The person who had stepped in to handle all of it was Amelia Bonecia, the highest-born lady at Bellum Girls’ Academy.
‘I know what you’ve done, standing up for lower-ranked classmates all this time. I’ve heard you’re in a difficult position with lawsuits and compensation claims. I’ll take care of all of it.’
Those were words from Amelia, a woman so famously particular about pedigree that she was said not to make eye contact with anyone below a count.
Amelia had offered her a seat at a tea party despite having barely exchanged a proper word with Liz before, and the generosity felt suspicious. As expected, it came with a price.
‘I’ll help you, Miss Liz Clairemont. In exchange, I need you to ruin one more wedding for me.’
‘I’m sorry, but I’ve already promised my parents I would stop doing that.’
‘That is precisely why I’m asking you to help me just one last time. If you ruin my wedding, I can personally visit the families who filed suits against you and ask them to withdraw.’

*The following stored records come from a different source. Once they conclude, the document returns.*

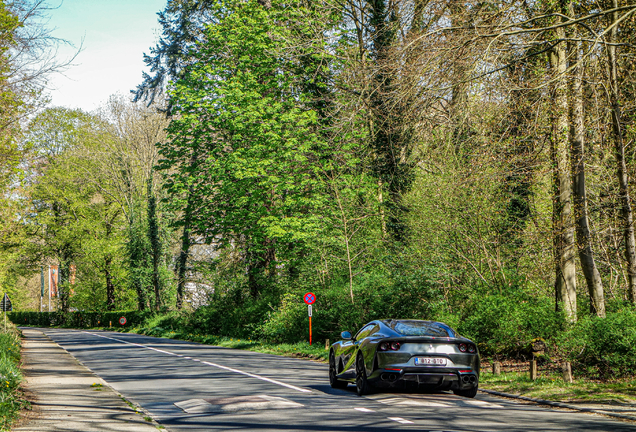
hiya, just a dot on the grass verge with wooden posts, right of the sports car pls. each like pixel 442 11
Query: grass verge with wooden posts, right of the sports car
pixel 550 386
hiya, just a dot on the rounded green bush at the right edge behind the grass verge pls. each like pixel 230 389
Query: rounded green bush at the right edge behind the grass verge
pixel 605 347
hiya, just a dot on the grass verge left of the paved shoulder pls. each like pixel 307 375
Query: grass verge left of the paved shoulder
pixel 11 398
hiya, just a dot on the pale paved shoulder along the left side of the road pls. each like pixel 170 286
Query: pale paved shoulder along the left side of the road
pixel 68 396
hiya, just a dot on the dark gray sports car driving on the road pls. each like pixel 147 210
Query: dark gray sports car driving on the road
pixel 388 353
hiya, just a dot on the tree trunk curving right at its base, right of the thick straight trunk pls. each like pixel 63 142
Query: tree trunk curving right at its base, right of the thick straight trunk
pixel 577 138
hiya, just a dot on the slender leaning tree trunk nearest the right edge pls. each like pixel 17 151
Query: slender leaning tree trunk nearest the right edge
pixel 621 166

It was an offer that felt like a lifeline, but Liz could not answer easily. Even by her own standards, this was an opponent she could not afford to cross.
The ladies and their intended husbands Liz had helped before had mostly been minor nobility, barons or viscounts. She had been well-liked for her outgoing nature, but even she had little connection to the higher nobility at school.
The Bonecia marquisate alone would have been daunting enough. And the other party in this marriage was the Ashworth Dukedom.
A man with a ruthless reputation, meticulous about money and merciless toward anyone who caused him a loss. One wrong move in his eyes and her family could be in genuine danger. She had been about to refuse when Amelia had turned desperate.
‘Please. I have someone I love.’
Love was the problem again, as always.
‘Even if I help you, that man will never harm you, Miss Liz.’